Por Rafael Belo
Quantas dores há no mundo? Começando de nós mesmos, vejo muitas. A dor da fome, da ignorância, da desilusão... Mas, a mais dolorida é a da perda. É desta dor a se falar. Viva e deixe morrer... Viva e deixe viver... Quando alguém próximo - e muito próximo – morre, não é como acabar um relacionamento, mudar de cidade ou manter um segredo devastador (às vezes é)... Toda aquela rotina onde a pessoa (agora morta) se infiltrara está vazia dela. Perder pessoas é um termo forte demais, não se perde ninguém. As pessoas não nos pertencem, nem nós nos pertencemos. Há algumas semanas, a revista eletrônica dominical daquela rede sinônimo de planeta, mostrou a dor de quem ficou após a calamidade “natural” de Santa Catarina. A alguns deles, vestidos de dor, me pareceu a própria morte mais fácil, a agüentar a morte de um filho, ou de um ente amado. Orfandade de diversas maneiras na televisão.

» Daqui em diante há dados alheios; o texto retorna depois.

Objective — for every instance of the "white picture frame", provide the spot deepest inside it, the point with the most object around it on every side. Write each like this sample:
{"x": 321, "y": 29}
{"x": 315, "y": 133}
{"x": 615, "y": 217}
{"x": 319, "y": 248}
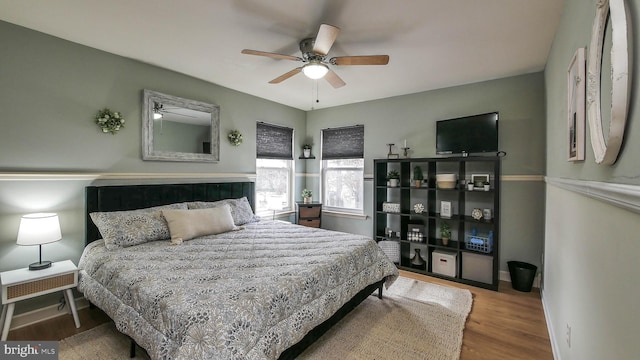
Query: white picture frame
{"x": 606, "y": 149}
{"x": 445, "y": 209}
{"x": 479, "y": 178}
{"x": 576, "y": 106}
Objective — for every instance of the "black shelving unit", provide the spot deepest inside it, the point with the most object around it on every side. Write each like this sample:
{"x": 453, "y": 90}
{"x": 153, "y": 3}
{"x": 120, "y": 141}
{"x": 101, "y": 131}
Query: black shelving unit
{"x": 481, "y": 268}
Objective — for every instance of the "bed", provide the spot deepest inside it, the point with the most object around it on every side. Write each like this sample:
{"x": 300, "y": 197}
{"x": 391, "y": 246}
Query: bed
{"x": 263, "y": 290}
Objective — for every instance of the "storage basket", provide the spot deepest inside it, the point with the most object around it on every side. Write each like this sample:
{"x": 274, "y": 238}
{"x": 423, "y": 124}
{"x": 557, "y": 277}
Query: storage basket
{"x": 390, "y": 207}
{"x": 480, "y": 243}
{"x": 391, "y": 249}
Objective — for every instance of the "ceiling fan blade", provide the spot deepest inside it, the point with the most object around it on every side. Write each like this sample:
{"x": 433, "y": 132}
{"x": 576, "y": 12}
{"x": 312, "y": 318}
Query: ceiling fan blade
{"x": 271, "y": 55}
{"x": 324, "y": 40}
{"x": 335, "y": 80}
{"x": 361, "y": 60}
{"x": 285, "y": 76}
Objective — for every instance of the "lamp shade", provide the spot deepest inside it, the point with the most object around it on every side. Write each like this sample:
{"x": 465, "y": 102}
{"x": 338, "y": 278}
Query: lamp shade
{"x": 315, "y": 70}
{"x": 38, "y": 229}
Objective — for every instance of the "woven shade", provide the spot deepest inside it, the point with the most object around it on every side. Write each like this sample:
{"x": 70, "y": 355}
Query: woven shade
{"x": 343, "y": 143}
{"x": 274, "y": 142}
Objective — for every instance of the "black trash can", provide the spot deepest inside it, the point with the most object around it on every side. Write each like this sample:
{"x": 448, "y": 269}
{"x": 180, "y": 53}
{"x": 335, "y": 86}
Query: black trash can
{"x": 522, "y": 275}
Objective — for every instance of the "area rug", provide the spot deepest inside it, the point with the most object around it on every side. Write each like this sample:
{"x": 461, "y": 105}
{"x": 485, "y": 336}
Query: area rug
{"x": 415, "y": 320}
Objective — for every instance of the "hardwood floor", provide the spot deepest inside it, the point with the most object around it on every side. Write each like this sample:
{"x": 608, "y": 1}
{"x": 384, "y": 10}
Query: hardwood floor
{"x": 506, "y": 324}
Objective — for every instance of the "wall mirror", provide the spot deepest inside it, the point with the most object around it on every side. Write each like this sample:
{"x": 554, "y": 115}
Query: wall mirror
{"x": 610, "y": 20}
{"x": 178, "y": 129}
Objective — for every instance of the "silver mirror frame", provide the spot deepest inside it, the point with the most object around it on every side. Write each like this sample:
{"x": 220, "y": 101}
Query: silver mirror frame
{"x": 148, "y": 152}
{"x": 606, "y": 150}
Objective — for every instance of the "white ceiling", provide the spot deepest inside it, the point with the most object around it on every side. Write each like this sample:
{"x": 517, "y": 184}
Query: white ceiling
{"x": 431, "y": 43}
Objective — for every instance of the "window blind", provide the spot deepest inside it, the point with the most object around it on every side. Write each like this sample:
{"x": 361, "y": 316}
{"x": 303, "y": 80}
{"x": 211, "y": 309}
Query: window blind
{"x": 343, "y": 143}
{"x": 274, "y": 142}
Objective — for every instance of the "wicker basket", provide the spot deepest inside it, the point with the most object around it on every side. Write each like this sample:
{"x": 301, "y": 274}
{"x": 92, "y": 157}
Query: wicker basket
{"x": 391, "y": 249}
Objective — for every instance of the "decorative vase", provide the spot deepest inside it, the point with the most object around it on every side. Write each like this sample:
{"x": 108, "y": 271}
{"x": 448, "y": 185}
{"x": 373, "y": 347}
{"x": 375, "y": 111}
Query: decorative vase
{"x": 417, "y": 260}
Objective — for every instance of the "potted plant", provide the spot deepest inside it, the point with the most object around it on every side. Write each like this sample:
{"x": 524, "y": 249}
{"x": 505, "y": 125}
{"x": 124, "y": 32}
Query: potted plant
{"x": 445, "y": 232}
{"x": 418, "y": 176}
{"x": 307, "y": 196}
{"x": 306, "y": 150}
{"x": 393, "y": 178}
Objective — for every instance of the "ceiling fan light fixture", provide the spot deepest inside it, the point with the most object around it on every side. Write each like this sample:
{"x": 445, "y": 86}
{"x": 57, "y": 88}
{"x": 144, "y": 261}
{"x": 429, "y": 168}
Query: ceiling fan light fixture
{"x": 315, "y": 70}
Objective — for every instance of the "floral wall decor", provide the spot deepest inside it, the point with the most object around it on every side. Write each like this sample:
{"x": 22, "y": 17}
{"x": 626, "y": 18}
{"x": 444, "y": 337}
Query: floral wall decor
{"x": 235, "y": 137}
{"x": 109, "y": 121}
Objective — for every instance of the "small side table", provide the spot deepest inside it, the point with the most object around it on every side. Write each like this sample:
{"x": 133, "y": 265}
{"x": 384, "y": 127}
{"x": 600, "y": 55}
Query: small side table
{"x": 309, "y": 214}
{"x": 24, "y": 284}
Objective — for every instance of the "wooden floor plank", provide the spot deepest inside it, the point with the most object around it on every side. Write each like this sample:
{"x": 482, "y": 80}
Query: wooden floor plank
{"x": 504, "y": 324}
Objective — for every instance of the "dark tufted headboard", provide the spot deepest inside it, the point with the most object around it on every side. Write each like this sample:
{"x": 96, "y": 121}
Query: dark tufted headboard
{"x": 130, "y": 197}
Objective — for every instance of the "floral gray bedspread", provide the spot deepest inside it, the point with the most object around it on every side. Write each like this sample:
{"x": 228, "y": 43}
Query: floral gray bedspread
{"x": 247, "y": 294}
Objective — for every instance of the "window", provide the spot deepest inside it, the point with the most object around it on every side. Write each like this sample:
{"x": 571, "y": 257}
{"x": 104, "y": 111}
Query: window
{"x": 343, "y": 169}
{"x": 274, "y": 168}
{"x": 343, "y": 185}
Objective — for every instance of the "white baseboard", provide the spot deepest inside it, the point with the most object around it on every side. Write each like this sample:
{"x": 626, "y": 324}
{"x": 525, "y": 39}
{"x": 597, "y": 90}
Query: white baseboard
{"x": 45, "y": 313}
{"x": 555, "y": 349}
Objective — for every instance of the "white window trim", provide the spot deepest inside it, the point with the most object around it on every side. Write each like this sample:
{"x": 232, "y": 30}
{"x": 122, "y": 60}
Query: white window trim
{"x": 336, "y": 210}
{"x": 291, "y": 208}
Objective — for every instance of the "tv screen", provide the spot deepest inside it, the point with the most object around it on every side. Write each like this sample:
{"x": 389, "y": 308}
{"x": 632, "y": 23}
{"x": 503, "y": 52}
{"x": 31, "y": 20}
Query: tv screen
{"x": 470, "y": 134}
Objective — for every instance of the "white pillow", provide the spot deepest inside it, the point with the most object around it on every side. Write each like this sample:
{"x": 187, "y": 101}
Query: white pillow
{"x": 133, "y": 227}
{"x": 188, "y": 224}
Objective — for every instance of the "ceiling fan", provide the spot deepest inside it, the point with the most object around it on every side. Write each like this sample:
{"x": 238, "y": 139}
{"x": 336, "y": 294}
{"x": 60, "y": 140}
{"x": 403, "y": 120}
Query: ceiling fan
{"x": 314, "y": 55}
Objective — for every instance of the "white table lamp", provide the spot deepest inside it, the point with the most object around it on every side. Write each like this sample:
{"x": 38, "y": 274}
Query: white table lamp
{"x": 38, "y": 229}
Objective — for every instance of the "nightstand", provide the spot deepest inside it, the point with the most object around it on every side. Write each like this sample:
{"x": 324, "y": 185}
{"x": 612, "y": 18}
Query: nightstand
{"x": 309, "y": 214}
{"x": 24, "y": 284}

É triste, de diversas maneiras, assistir sem poder assistir a dor alheia jogada da tela para informar (?) e entreter (?). Infelizmente eu tinha esquecido a proporção das chuvas catarinenses. Não, bem esquecido, mas me desligado do efeito em longo prazo. Casas e famílias afogadas. Os sobreviventes mostrando claramente uma dor aguda na televisão. Qual a necessidade de contar a cicatriz aberta de novo e de novo. Foi bom e foi ruim, digo. Não precisava mostrar tanto a dramaticidade, de um drama tão triste. Os “sobreviventes” poderiam ser poupados de reviver os dias de chuva e os de desolação conseqüentes. Quantas dores custa uma informação? É dor, medo e violência nas cores iluminando da velha caixa, no escuro da sala a receber exclamações indignadas e de cautela das famílias diante da tela. Dias de chuva são preocupação para o país de uma maneira mais dolorosa, agora.
Terminei de ler um livro onde guardião de memórias (título do livro de Kim Edwards) ficou sinônimo de segredo imenso e devastador. Lugar onde uma floresta densa e impenetrável cresce no centro do coração e ninguém entra de fato. O livro prendedor conecta-se diretamente com as dores de Santa Catarina pela dor causada pelo silêncio e o vazio posterior. A dor de um pai, uma mãe, um filho, uma diversidade genética, decisões, desastres naturais onde a culpa envolve todos e aponta caminhos longos e tortuosos caminhados sozinho. Algumas pessoas vestem a dor com um número a menos, pensando ser apropriado o aperto. Deixam a vestimenta apropriada por pouco tempo ser inapropriada por tempo demais e as dores próprias do mundo não são tidas como aprendizado, mas como castigo supérfluo a ensinar apenas quem regeu o castigo. O que sei de dor, afinal?